An important development in the geopolitics of oil has largely escaped notice where it should be big news: in the US. Oil-exporting countries for many years have been calling for cooperation between themselves and major importers. Progress is evident. But little has been said about it in the world’s largest energy consumer.

Traditional arguments against cooperation, most of them based on righteous allegiance to market ideology, are losing their bite. Governments own most of the world’s oil reserves. National oil companies compete for investment opportunities, in their home countries and abroad, from positions of growing strength and sophistication. Private and political interests thus intertwine as never before. While market forces always prevail, many governments have new financial power with which to press their energy ambitions—and diminishing reluctance to use it.

Straining relationships

In many ways, and in many highly visible cases, this newly complex public-private dynamic strains historic relationships. But forces for cohesion also are at work. Economic development and the attendant social comforts have made major oil exporters as dependent on oil sales as major consumers are on purchases. Economic interdependency creates strong bonds.

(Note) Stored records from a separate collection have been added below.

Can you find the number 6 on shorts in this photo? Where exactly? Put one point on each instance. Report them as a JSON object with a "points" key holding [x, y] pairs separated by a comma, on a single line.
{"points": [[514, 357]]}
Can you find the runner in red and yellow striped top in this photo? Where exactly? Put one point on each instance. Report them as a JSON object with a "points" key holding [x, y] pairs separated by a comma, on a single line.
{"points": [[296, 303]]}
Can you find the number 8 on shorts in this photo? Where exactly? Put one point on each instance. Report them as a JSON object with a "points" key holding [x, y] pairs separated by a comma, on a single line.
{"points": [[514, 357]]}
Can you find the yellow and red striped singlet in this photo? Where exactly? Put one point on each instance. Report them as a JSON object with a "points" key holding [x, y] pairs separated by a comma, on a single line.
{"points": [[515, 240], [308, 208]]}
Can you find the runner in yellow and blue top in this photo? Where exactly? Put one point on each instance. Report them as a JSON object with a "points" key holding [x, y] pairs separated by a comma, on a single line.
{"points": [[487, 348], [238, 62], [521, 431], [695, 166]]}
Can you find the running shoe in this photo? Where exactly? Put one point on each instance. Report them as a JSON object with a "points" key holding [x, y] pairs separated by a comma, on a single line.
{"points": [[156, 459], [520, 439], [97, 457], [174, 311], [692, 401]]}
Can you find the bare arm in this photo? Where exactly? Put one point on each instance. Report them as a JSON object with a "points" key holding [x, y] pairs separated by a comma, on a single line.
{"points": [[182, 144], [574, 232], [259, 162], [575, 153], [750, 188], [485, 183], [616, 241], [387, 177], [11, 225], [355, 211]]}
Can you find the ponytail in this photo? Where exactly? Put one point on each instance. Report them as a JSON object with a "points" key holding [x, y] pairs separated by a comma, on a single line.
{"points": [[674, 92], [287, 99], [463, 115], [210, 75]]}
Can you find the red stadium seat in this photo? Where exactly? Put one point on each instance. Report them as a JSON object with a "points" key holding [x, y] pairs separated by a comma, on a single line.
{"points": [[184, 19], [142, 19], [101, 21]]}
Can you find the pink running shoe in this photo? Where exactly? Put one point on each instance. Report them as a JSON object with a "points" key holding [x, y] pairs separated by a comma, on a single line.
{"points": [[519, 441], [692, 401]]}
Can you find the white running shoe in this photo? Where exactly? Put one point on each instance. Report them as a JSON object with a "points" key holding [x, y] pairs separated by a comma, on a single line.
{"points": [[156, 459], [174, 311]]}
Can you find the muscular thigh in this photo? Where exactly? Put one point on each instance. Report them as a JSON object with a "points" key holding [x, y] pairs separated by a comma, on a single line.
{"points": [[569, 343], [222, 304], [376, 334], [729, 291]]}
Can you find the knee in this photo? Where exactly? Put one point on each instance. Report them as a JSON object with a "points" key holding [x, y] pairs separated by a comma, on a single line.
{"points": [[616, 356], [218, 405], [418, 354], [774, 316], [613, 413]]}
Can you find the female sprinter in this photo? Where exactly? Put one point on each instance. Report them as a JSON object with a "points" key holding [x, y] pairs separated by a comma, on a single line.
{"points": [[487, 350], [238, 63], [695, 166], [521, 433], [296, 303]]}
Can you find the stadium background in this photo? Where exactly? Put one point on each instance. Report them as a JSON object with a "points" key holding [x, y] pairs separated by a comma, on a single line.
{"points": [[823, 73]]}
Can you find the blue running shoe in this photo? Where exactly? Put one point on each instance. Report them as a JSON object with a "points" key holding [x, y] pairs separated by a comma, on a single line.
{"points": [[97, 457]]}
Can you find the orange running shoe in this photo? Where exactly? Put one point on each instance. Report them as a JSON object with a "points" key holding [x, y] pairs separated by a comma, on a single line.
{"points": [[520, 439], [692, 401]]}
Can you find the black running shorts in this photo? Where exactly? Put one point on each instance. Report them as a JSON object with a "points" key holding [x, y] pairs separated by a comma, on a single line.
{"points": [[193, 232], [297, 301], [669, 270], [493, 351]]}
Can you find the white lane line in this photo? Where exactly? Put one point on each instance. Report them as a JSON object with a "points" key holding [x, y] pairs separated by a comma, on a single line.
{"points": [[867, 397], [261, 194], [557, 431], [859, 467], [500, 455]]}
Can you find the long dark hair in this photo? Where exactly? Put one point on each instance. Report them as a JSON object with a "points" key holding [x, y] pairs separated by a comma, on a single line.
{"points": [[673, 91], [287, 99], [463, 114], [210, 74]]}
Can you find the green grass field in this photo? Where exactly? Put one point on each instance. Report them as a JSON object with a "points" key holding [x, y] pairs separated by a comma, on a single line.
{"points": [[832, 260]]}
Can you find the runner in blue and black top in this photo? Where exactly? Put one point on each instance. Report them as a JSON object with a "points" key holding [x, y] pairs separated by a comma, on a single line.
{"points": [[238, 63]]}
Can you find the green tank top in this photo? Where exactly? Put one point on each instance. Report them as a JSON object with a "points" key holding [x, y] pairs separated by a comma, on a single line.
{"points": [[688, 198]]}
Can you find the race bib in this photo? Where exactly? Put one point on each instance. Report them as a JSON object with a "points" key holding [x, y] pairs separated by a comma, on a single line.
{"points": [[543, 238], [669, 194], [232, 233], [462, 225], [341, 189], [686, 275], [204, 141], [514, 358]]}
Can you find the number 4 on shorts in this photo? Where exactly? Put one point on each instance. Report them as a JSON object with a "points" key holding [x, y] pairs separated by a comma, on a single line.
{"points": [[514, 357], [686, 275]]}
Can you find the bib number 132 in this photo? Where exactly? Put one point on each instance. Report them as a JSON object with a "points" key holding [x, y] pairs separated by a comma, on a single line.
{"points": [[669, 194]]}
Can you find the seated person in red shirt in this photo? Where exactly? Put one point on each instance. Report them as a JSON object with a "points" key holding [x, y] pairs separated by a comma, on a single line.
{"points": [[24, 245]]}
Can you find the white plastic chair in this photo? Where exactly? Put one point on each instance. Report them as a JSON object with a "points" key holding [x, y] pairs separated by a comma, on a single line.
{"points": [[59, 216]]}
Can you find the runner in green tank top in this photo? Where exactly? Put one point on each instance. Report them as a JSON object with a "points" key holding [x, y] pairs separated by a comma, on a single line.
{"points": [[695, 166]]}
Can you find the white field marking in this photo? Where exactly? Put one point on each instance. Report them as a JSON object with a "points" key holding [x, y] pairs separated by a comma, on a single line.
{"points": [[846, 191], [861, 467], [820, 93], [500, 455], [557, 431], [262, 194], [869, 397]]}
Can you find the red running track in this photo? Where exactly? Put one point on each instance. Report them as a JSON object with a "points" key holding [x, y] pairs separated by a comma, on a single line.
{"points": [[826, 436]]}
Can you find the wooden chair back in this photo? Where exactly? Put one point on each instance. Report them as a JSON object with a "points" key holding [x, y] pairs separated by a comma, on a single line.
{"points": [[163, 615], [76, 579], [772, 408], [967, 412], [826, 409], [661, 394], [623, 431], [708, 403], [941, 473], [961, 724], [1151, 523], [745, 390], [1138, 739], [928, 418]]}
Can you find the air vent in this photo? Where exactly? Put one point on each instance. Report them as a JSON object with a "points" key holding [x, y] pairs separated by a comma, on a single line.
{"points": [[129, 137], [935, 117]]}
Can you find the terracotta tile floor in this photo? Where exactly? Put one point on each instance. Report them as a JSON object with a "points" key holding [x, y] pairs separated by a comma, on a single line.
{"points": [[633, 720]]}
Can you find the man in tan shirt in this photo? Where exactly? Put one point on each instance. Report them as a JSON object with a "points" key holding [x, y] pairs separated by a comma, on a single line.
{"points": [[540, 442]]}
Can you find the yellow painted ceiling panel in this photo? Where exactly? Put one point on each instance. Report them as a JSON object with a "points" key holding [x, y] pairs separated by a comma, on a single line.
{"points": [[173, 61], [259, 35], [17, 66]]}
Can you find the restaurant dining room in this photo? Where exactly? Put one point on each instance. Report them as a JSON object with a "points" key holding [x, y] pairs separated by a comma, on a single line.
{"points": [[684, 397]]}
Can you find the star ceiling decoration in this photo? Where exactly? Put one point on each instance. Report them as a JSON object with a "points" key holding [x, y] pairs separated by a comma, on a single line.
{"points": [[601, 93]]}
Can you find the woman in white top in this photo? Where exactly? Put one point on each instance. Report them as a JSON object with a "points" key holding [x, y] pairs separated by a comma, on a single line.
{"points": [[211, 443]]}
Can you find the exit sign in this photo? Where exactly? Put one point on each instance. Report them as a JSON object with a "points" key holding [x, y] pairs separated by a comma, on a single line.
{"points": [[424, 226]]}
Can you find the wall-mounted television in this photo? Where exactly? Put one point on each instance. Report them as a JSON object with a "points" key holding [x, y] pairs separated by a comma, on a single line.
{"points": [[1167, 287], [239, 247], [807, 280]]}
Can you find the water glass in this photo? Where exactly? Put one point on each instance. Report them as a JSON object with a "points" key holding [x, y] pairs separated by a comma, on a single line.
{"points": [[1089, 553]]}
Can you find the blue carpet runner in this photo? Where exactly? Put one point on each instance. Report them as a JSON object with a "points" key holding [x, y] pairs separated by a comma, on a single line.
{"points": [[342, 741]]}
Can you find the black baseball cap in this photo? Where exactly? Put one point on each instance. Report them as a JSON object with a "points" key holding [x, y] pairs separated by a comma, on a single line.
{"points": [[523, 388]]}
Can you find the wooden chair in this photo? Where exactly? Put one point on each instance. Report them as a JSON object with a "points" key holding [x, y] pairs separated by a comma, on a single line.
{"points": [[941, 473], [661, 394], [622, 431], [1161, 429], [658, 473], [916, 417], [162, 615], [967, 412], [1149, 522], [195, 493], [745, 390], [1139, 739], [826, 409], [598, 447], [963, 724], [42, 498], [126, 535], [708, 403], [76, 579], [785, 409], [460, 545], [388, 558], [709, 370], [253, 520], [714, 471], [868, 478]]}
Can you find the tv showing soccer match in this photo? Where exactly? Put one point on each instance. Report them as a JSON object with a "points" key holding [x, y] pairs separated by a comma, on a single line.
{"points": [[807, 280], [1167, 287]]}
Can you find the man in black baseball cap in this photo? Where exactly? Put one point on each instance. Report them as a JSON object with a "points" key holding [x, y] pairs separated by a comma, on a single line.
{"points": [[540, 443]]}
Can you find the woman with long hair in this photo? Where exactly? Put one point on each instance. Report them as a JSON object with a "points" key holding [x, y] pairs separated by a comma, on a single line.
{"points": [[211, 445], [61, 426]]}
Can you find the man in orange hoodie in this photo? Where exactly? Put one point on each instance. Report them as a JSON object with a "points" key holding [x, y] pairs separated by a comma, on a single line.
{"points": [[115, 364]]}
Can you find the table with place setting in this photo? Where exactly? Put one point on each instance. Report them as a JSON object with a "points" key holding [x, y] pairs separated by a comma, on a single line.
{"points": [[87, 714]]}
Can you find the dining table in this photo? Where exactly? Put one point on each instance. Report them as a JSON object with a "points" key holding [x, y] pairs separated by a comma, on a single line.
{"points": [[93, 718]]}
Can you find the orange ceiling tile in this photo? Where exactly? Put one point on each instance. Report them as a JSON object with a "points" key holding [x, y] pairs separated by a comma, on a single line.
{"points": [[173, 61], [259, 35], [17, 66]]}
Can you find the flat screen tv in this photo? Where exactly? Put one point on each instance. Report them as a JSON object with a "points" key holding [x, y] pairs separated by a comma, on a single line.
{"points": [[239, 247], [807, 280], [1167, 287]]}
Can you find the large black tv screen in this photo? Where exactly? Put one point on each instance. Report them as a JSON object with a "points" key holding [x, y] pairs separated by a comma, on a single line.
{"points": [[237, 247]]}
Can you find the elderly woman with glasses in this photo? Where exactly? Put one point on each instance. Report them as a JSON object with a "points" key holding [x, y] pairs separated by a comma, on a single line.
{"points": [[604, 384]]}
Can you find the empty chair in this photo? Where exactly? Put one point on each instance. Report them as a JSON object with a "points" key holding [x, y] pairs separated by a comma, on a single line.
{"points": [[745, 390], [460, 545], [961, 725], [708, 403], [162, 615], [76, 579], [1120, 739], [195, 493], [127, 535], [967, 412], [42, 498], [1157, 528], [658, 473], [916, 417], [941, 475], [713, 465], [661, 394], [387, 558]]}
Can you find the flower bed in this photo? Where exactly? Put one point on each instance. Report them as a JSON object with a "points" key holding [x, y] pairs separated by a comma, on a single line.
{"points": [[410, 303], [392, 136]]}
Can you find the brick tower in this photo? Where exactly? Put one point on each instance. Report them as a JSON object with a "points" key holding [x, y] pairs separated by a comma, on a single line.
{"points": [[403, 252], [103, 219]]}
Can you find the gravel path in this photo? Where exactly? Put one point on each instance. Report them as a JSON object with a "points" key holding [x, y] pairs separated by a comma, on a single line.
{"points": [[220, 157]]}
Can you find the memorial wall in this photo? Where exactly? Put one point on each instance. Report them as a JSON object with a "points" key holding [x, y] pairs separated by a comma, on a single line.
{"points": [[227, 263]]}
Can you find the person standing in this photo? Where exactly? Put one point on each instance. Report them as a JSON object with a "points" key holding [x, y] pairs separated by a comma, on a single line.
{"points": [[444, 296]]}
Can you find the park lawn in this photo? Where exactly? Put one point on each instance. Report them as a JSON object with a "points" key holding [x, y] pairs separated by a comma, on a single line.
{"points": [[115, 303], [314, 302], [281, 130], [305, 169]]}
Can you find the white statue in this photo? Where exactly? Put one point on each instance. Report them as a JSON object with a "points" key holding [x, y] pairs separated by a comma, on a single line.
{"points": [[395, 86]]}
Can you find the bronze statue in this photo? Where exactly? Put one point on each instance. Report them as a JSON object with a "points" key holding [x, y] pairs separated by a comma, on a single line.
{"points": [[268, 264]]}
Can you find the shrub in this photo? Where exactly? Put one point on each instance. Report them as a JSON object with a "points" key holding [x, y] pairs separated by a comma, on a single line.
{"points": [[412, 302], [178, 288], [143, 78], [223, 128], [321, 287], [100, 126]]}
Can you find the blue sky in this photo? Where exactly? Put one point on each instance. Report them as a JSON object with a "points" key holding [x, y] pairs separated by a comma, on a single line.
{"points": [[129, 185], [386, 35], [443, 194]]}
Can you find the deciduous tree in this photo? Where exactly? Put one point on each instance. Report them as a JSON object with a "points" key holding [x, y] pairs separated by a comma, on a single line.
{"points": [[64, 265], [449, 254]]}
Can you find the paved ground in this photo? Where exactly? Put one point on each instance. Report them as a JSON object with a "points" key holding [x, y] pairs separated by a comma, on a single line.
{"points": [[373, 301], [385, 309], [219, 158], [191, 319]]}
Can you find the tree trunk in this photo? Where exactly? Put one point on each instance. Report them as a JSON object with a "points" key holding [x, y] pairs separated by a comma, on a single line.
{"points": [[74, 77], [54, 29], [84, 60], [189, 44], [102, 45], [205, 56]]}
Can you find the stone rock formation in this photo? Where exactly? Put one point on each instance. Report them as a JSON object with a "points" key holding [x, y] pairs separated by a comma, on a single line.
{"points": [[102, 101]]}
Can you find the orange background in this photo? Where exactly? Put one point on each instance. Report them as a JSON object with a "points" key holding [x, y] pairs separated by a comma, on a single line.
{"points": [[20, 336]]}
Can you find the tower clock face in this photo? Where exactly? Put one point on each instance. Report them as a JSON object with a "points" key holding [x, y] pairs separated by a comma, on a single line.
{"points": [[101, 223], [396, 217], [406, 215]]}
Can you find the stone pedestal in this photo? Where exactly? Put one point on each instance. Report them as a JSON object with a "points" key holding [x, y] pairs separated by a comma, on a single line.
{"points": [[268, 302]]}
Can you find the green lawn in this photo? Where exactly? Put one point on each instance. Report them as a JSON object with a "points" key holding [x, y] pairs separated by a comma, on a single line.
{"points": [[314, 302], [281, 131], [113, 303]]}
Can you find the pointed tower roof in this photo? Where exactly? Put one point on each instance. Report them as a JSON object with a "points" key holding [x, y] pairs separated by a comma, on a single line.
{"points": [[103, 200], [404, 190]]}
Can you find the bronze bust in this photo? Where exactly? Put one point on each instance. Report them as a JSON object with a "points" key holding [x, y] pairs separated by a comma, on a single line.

And clear-sighted buyers and sellers can see that meeting future energy demand will be difficult. Global energy consumers will require not just more oil but also supplemental supply from other energy sources as well as mitigation of the environmental consequences. The required investments are staggering in size and duration. Timing is crucial. That the capital be committed in required amounts soon enough to make future supply available when it’s needed serves the interests as much of consumers as of investors. Like a healthy market accessible by all buyers and sellers of oil, a steady investment climate is a goal in which oil producers and consumers can find common ground.

Indeed, efforts toward cooperation are under way. Last month, a formal “energy dialog” between the European Union and Organization of Petroleum Exporting Countries held its fifth annual ministerial-level meeting. The “dialog” is addressing issues such as refining capacity, the effects of financial markets on oil prices, technology, the effects of biofuels on refining, and carbon capture and storage.

Also in June, international leaders—including US Energy Sec. Samuel Bodman—met in Jeddah, Saudi Arabia, under the auspices of the International Energy Agency, International Energy Forum, and OPEC to discuss the recent surge in oil prices. In a statement after the meeting, participants “recognized the importance” of spare upstream and downstream capacities; transparency and regulation of financial markets; the Joint Oil Data Initiative; cooperation between OPEC, the IEA, and IEF in reporting and analyzing oil market developments; aid to least-developed countries; cooperation in investment, technology, and human resource development; and promotion of energy efficiency.

It’s easy to dismiss these efforts as the endless meetings and hollow words of international diplomacy, from which little concrete results are likely. The efforts do, however, highlight tough issues in which producers and consumers share interests. They also represent a new level of cooperation between the governments of producing and consuming nations. Given the new realities of the oil and broader energy markets, that’s important.

Confrontational mood

In the US, however, the watchword is not cooperation but confrontation. Political discourse routinely treats OPEC as a demon and imported oil as economic poison rather than the unavoidable yet manageable necessity that it is. Politicians exploit baseless suspicions that all oil exporters harbor hostile intent toward the US. Too many energy discussions center on reminders that most of the US attackers on Sept. 11, 2001, came from Saudi Arabia. A confrontational mood has led the US into a blind rush after impossible energy hopes, such as economic growth without imported oil or, even more ludicrously, without any oil at all.

The US acts determined to sacrifice economic health to unreasonable wishes and thus, ironically, to squander unprecedented opportunities for development of supplemental energy supplies. The irony will be compounded if the country follows energy xenophobia down this desolate path while the rest of the world learns how to make cooperation work.